Tom Lieber is a recipient of a National Endowment of the Arts Grant and has exhibited extensively since 1974. His work is included in the collections of the Metropolitan Museum of Art, and the Solomon R. Guggenheim Museum, New York City; the San Francisco Museum of Modern Art; the Museum of Contemporary Art, Los Angeles; the Tate Gallery, London among others.

Those familiar with Lieber’s past work will recognize his calligraphic mark-making, the supple flow and arc of his line, and the dynamic rhythm of his abstract compositions. In these new paintings, however, the dense, dark paint prominent in work of the 1980s and ‘90s has given way to a lighter, more buoyant, palette which is thinly applied to a stripped surface.
The strong horizon line of the Hawaiian landscape and the elegant shapes of the tropical leaves and flowers Lieber sees from his windows have sent his work in new and enticing directions.

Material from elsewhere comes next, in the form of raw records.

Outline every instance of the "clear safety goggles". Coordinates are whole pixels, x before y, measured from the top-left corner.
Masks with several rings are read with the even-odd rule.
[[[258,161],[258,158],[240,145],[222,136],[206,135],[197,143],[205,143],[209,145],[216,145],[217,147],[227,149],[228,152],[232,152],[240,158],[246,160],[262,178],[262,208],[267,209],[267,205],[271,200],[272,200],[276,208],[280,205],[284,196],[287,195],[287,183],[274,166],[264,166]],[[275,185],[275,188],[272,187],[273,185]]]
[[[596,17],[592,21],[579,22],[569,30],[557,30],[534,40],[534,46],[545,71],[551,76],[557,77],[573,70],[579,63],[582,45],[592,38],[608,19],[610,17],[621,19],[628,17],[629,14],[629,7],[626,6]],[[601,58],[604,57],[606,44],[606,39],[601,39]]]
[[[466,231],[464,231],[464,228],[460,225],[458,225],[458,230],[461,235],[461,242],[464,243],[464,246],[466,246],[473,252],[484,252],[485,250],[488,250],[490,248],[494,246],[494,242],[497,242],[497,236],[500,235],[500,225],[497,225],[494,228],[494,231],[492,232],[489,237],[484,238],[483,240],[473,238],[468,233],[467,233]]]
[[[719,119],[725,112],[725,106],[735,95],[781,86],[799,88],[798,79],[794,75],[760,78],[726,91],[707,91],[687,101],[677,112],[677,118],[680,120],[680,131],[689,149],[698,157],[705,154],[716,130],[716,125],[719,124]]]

Part II: Lee Hall, Animals, Environment & the Law
Lee Hall, an author who’s taken on subjects from anti-terrorism law to vegan cooking, wrote the “Vegetarianism” entry in the Encyclopedia of Activism and Social Justice. Lee has taught Animal Law and Immigration and Refugee Law, and is today working on a second law degree—a legal masters in Environmental Law with a focus on climate change from Vermont Law School. Lee’s work is a bridge between environmentalism and our personal relationships with agriculture, confronting the way animal farming usurps habitat. For years, animal-rights advocates have operated under the belief that at least pasture-based or organic ranching represents a “step” in the humane direction—but only looking at how domesticated animals seem to be affected. Lee champions the animal communities displaced by farm sprawl, and explains how our chosen cookbooks can offer a genuine humane response for all animals, reduce greenhouse emissions, and even stop extinctions.